I already tried to set stack size in rayon with https://docs.rs/rayon/latest/rayon/struct.ThreadPoolBuilder.html#method.stack_size to 1 byte to see crash, but everything worked fine, so not sure where problem can be.
I tried to debug stack size with https://crates.io/crates/cargo-call-stack, but looks that it is not possible due several crashes and I don't know which other tool I could use to debug this problem.
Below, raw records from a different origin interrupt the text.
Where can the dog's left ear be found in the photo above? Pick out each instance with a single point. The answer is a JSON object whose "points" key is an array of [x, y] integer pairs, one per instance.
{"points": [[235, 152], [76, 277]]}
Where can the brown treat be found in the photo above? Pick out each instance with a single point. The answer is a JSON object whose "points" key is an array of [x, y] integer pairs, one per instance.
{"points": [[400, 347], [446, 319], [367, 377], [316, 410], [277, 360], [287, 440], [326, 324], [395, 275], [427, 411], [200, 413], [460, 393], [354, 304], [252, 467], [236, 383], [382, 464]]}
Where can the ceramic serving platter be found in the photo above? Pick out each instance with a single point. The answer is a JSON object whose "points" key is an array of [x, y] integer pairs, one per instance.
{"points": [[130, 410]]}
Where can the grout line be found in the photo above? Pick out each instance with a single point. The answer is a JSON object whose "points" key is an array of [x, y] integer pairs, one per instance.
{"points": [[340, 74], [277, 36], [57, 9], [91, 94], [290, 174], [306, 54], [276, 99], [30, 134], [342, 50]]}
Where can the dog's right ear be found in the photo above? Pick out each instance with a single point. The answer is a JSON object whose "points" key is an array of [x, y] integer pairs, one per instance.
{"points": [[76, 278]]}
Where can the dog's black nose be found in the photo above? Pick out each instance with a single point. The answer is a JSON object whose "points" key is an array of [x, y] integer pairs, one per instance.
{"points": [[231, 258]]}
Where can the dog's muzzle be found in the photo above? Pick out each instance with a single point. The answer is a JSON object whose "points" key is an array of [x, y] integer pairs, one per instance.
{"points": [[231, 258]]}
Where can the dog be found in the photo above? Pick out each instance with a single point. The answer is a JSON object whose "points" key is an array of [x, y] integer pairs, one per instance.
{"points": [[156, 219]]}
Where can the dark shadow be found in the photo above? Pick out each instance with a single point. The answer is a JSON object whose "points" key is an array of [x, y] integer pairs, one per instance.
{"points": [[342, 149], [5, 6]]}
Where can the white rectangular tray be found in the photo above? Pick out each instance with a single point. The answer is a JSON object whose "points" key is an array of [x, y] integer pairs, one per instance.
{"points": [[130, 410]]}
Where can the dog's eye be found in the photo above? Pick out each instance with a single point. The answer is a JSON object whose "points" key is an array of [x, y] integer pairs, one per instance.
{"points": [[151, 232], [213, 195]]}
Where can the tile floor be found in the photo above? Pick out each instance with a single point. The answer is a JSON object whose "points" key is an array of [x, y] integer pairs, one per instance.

In https://github.com/qarmin/czkawka/pull/1102 I changed some stack size values which may fix problem, but for me this values just works, so I cannot test if this will fix problem:
Will this be an upcomming release?
Yes, even now binaries to test are available here - https://github.com/qarmin/czkawka/actions/runs/6992056327, but since they are build with glibc not with musl, by running it, it is impossible to tell if the problem has been fixed
I've reproduced the stack overflow error. I'm currently testing a version that sets the stack size in rayon. I will let you know about the result.
Thank you
Finally, I don't seem to be able to reproduce in a consistent manner.
@docwisdom, could your try the jlesage/czkawka:issue-1140
Docker image and see if you can reproduce ?
Ive done 3 test batches so far (3-6k each) and no crashes. I think this may have resolved the issue. I am going to do a larger batch this morning.
Ran 160,000 photo comparisons using 32 gradient and it completed successfully. I would consider the issue resolved. Thank you.
@qarmin, this is the patch that @docwisdom tested:
--- a/czkawka_core/src/common.rs 2023-11-24 14:45:40.462095198 -0500
+++ b/czkawka_core/src/common.rs 2023-11-24 14:47:29.678337169 -0500
@@ -76,7 +76,7 @@
pub fn set_number_of_threads(thread_number: usize) {
NUMBER_OF_THREADS.set(thread_number);
- rayon::ThreadPoolBuilder::new().num_threads(get_number_of_threads()).build_global().unwrap();
+ rayon::ThreadPoolBuilder::new().num_threads(get_number_of_threads()).stack_size(8*1024*1204).build_global().unwrap();
}
pub const RAW_IMAGE_EXTENSIONS: &[&str] = &[
Do you want to integrate the change yourself or you want me to create a PR ?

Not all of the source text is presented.